IMPRESSIONS SUR LE PAYS BASQUE EN 1919.
En juillet 1919, on redécouvre, dans la presse, le Pays Basque.
LA REVUE MONDIALE OCTOBRE 1919 |
Voici ce que rapporta à ce sujet La Revue Mondiale, dans son édition du 1 juillet 1919 :
"Impressions sur le Pays Basque.
Le Pays Basque et sa langue. — L'Emigration Basque. — La Maison Basque. — Un type de Commune Basque : Saint-Jean-le-Vieux. — Coutumes successorales. — Religion. — Superstitions, amusements. — Littérature, Musique. — Eaux minérales.
Le Pays Basque. On se rappelle notre grand fabuliste La Fontaine — mon compatriote de l’Aisne, du reste — posant à un moment donné, à tous venants, cette question : "Avez-vous lu Baruch ?" La Fontaine venait de découvrir le grand prophète juif ! — et je puis l’imiter quelque peu en parlant du pays basque où je viens de passer plusieurs mois.

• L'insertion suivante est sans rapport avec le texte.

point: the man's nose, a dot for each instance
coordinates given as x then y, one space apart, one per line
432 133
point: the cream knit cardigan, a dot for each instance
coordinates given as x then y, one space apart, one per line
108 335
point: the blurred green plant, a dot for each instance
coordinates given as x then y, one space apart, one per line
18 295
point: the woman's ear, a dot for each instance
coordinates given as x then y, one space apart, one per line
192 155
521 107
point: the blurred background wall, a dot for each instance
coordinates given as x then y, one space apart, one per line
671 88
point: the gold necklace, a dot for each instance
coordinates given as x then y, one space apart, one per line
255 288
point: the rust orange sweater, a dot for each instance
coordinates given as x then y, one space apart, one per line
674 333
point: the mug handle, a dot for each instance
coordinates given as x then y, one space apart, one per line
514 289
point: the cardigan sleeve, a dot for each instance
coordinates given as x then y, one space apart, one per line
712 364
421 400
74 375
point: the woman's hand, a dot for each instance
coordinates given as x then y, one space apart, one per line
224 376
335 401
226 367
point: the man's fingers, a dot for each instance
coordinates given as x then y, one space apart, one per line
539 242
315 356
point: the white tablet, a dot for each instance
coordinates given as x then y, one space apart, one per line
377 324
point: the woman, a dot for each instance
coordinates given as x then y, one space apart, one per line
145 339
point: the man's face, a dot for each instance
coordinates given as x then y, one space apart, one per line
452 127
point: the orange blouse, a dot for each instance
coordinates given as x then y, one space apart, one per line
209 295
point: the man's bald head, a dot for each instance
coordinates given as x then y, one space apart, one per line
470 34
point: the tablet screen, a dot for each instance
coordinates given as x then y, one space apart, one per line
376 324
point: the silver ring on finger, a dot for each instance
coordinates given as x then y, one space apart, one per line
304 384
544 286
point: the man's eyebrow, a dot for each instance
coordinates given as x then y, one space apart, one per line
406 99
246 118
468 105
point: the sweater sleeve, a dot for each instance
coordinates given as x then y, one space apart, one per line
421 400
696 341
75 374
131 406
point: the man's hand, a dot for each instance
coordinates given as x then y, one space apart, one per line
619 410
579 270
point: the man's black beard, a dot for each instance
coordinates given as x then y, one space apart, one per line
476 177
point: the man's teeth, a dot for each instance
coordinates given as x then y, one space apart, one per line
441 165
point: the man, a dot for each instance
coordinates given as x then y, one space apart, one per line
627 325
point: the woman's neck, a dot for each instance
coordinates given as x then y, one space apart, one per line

Les Basques sont en somme, très peu connus des Français, ils ont gardé leur langue bien spéciale et bien difficile à apprendre, leurs mœurs et leurs coutumes anciennes, malgré un certain effritement dû à la pénétration par voie ferrée. A part St-Jean-de-Luz, si bien décrit dans le roman Seule, de Mlle Trouessart, et surtout Biarritz, très mondains, très parisianisés ou plutôt très cosmopolites, les communications en pays basque par chemin de fer sont encore bien longues et compliquées ; un exemple, entre autres, on peut aller en automobile de Saint-Jean-Pied-de-Port à Mauléon en ne faisant, aller et retour, que 80 kilomètres, alors qu’il y en a plus de trois cents par voie ferrée.
Quant à la langue, l'escuara, qui a sa grammaire, ses journaux, elle est extrêmement complexe, et le basque en a très conscience et en est très fier ; il a même trois dialectes avec ses provinces de la Soule, du Labourd, de la Basse-Navarre. Resté très fidèle au catholicisme, à côté du Béarn très calviniste sous Jeanne de Navarre et Henri IV, il l’explique par la difficulté de son langage : le diable vint sept ans au pays basque et n’en put apprendre le dialecte, aussi ne put-il le convertir à ses erreurs ! — Beaucoup de Basques ignorent le français, de ce versant des Pyrénées, comme les Basques espagnols sur l’autre versant ignorent le castillan. — Le Japonais paraît-il, aurait seul, des apparences de parenté, avec le basque.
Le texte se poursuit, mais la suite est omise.